May 28, 2010 17:46
So yesterday, I think I figured out what was causing me so much recurring stress. Lately, I have been feeling like I am ready to just get up and get on with a job and a new city. My studies have been lacking and my motivation to memorize a bunch of facts has dissipated. I'm ready to get moving with everything else from here.
Apparently, my time-management this week has been lacking. I had scheduled a work appointment at 3:30p (and with some leniency, 4p the latest) after my class on Tuesday, therefore I had left class when I we had been watching a movie instead of forcing myself to remain nonchalant throughout the movie. I attempted to return to class before work to find that they were finishing the whole movie that day, so I went about my day. On Thursday, I found that I (and all the others who left) had been penalized for leaving, losing out on 3.6% of our total grade.
On this Tuesday, we happened to be taking a test, before which, the teacher had stated the outline of the course that day and how the movie was to be assessed. I made an immediate decision to rearrange parts of my schedule to accommodate for the situation presented, but my plan had failed to account for changes made without prior regard. I immediately began to feel tension in my shoulders and intense thoracic breathing.
Despite my best efforts to psychologically fend off the stress, my stress response began to flare up. I told myself that the consequence was worth the process (which I still feel it was) and that it was only a small fraction of my grade that was affected. Emotionally, I did not feel overly stimulated, but internally, my heart was trying to race and I could almost feel my blood pumping. I switched to diaphragmatic breathing, which has usually served as a good roadblock for my physiological response. It wasn't too long before my physiological response began to flare up again.
I tried a different approach, beginning to log what was happening to be into a stress journal. The paper became a synopsis of the situation followed by my reaction to the situation, the interventions I tried to use to disengage from the situation, and how they worked and what I learned. I learned a lot from that situation, which unfortunately kept me from being attentive as it had in the past. Time-management is not about small-scale arrangement, which is narrow in scope, but about arranging the large aspects of life and setting priorities.
I have also learned that I plan too much. I arrange things so that they will fit perfectly into some contained, confined area. I feel like every part of my day needs to be filled with active engagement in current projects or some of the many projects I want to get done. Even when I try to take a little part of the day to unwind and play a video game, it is not enough.
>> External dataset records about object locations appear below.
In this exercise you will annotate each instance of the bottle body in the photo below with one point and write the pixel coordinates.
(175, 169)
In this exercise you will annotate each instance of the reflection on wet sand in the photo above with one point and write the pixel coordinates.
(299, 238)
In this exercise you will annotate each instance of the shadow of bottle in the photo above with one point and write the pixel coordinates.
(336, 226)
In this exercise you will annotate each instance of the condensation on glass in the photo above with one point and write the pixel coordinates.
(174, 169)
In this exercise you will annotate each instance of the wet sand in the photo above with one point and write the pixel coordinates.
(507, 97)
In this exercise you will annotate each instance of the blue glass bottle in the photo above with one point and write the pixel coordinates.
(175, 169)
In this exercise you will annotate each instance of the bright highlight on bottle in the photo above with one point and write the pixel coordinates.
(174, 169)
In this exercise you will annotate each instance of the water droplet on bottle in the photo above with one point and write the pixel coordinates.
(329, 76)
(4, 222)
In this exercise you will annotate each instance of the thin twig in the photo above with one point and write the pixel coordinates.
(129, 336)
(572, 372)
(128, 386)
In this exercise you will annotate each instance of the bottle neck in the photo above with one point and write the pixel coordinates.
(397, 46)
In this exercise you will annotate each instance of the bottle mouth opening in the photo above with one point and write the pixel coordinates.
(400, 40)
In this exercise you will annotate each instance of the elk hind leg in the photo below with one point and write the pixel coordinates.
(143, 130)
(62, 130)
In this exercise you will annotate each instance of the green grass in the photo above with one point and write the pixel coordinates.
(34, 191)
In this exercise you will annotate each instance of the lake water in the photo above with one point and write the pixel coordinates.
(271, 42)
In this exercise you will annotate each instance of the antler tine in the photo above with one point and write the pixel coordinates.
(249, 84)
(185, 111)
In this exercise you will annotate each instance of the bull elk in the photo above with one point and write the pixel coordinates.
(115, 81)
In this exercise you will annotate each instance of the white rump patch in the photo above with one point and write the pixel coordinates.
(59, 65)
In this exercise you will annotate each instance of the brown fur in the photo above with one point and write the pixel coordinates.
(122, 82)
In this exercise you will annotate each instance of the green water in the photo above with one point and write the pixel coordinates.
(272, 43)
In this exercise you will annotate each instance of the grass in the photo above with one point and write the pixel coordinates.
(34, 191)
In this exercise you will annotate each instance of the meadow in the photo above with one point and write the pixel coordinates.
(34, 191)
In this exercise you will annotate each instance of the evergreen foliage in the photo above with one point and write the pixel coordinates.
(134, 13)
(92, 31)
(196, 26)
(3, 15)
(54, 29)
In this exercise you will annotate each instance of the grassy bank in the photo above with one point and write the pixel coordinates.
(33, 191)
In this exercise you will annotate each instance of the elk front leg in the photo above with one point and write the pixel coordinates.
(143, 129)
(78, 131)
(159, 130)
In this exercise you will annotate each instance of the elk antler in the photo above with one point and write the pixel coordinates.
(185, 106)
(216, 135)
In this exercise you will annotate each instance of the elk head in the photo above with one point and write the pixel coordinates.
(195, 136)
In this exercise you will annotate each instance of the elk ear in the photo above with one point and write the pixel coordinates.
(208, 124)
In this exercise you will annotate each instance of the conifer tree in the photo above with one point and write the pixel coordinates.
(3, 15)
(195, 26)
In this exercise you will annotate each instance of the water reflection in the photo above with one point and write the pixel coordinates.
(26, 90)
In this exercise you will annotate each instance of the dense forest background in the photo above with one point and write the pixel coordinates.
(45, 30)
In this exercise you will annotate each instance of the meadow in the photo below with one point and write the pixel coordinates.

Moreover when I try to plan around what someone tells me is going to happen, I get extremely upset when it changes without warning or, more importantly, notification.
This also leads me to believe that my method of stress management is not working effectively. I have been extremely worn out this week, which I correlate to almost ten days straight of coming into work for even just an hour of the day. I love my job, and I want to focus my time on my work, meanwhile my studies are lacking in dedication and commitment. After Sunday, my attempts to study Monday, Tuesday, and Wednesday night were ill-fated, resulting in a slow 1 page of physiology reading within an hour.
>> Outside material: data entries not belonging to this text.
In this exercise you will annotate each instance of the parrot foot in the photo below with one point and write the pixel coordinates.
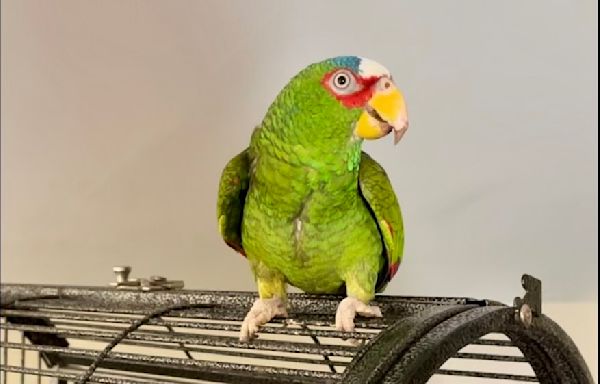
(347, 310)
(262, 311)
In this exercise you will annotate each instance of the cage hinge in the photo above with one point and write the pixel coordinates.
(154, 283)
(530, 305)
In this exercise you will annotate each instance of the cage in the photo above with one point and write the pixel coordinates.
(153, 331)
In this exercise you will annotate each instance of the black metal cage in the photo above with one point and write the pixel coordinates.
(161, 334)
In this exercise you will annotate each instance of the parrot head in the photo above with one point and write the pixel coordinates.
(343, 97)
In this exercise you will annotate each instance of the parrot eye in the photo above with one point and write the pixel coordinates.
(343, 82)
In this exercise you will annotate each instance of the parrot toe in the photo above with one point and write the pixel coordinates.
(262, 311)
(347, 310)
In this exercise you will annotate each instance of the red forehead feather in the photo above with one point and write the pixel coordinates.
(357, 99)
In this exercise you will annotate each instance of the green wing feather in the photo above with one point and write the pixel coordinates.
(232, 196)
(379, 195)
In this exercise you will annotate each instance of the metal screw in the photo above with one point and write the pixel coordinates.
(526, 315)
(122, 273)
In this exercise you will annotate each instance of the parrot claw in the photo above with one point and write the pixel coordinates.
(347, 310)
(262, 311)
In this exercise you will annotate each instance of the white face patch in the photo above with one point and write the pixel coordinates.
(370, 68)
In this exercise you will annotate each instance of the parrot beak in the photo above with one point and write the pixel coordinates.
(385, 112)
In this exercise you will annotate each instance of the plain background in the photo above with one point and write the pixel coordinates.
(118, 116)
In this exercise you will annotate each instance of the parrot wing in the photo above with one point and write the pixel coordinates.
(233, 187)
(379, 196)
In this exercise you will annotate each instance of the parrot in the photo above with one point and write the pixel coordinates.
(305, 204)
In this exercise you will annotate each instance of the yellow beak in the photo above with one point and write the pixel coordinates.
(385, 112)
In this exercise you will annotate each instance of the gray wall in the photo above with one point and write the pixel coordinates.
(118, 116)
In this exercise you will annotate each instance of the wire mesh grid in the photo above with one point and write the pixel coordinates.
(55, 340)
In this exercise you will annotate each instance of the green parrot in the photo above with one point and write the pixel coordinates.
(305, 204)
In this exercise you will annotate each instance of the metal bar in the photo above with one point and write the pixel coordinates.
(39, 367)
(233, 328)
(491, 357)
(248, 354)
(5, 353)
(23, 357)
(487, 375)
(178, 366)
(216, 297)
(93, 353)
(82, 316)
(490, 342)
(205, 340)
(62, 376)
(259, 375)
(226, 314)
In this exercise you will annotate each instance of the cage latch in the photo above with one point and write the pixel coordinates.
(530, 305)
(154, 283)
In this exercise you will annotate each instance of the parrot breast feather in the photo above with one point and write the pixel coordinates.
(232, 195)
(379, 196)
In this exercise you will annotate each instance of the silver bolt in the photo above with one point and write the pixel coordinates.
(122, 273)
(526, 315)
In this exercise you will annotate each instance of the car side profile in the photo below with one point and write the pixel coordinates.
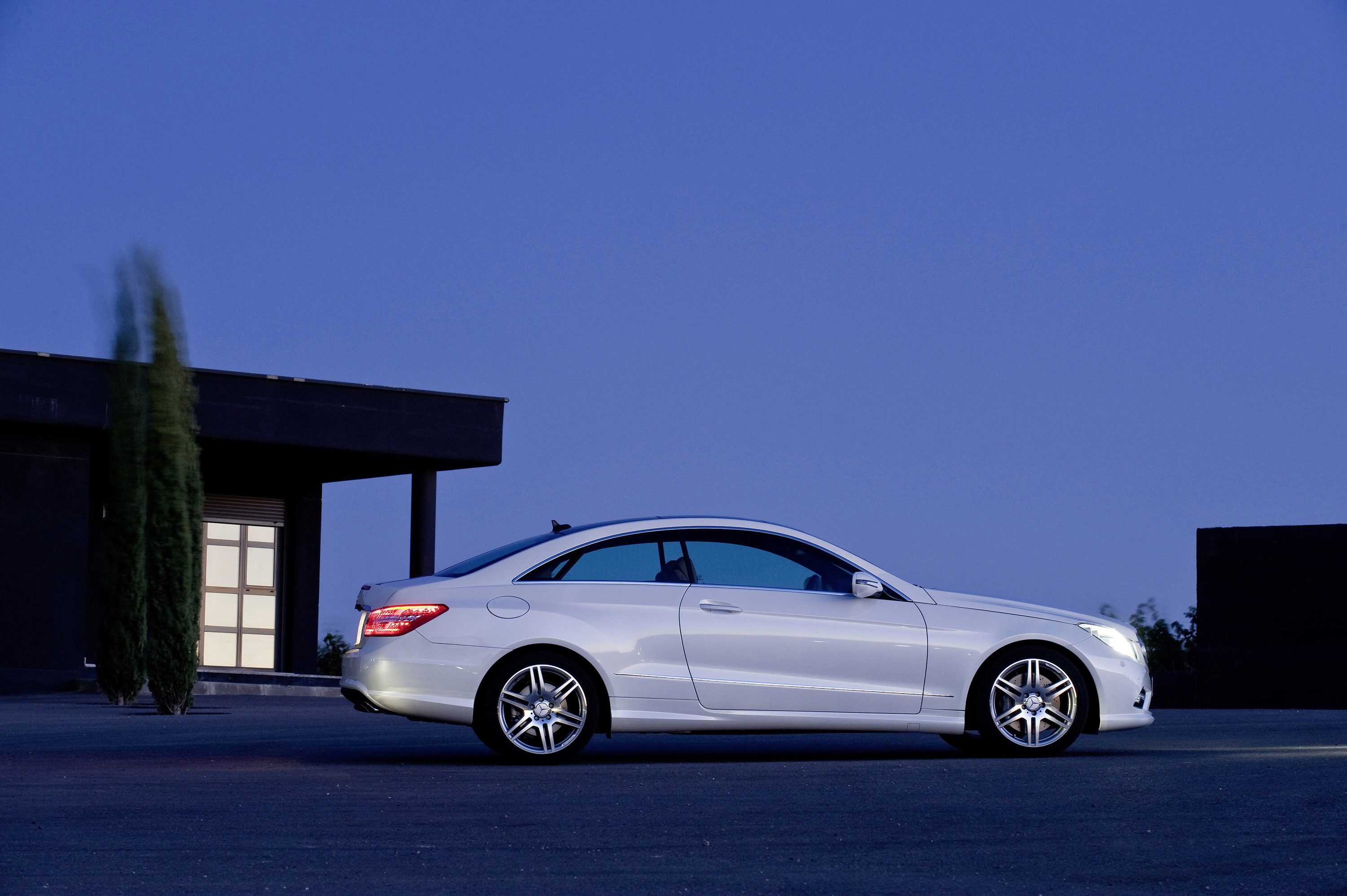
(710, 624)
I need to reevaluate my time partitioning for my job in order to have the time set aside for school. I need to set one day or chunk of time a few days for reviewing my schoolwork, since I work best in clumps of time instead of bits of time. Lastly, I need to figure out ways to control my physiological response to stress throughout my emotional intervention. I tried to use selective awareness and diaphragmatic breathing to curb both responses, but I still had a physiological response that could be from prolonged exposure to the stress inducing environment or from endocrine response to the stress reaction after the sympathetic processes had been supressed.
Looking into the work for Tuesday, I feel that there are some techniques that I can utilize to maximize my autogenic training. I want to look into Biofeedback equipment at the Student Health Care Center next week, and I want to look up some more information on the Quieting Reflex. While I feel that I have tried using the Instant Calming Sequence unknowingly in the past (Breathe/Positivity/Posture/Relaxation/Control), I think that I am losing the process at the "wave of relaxation" step. Working on these roadblocks, I believe, will help me control myself in an immediate situation.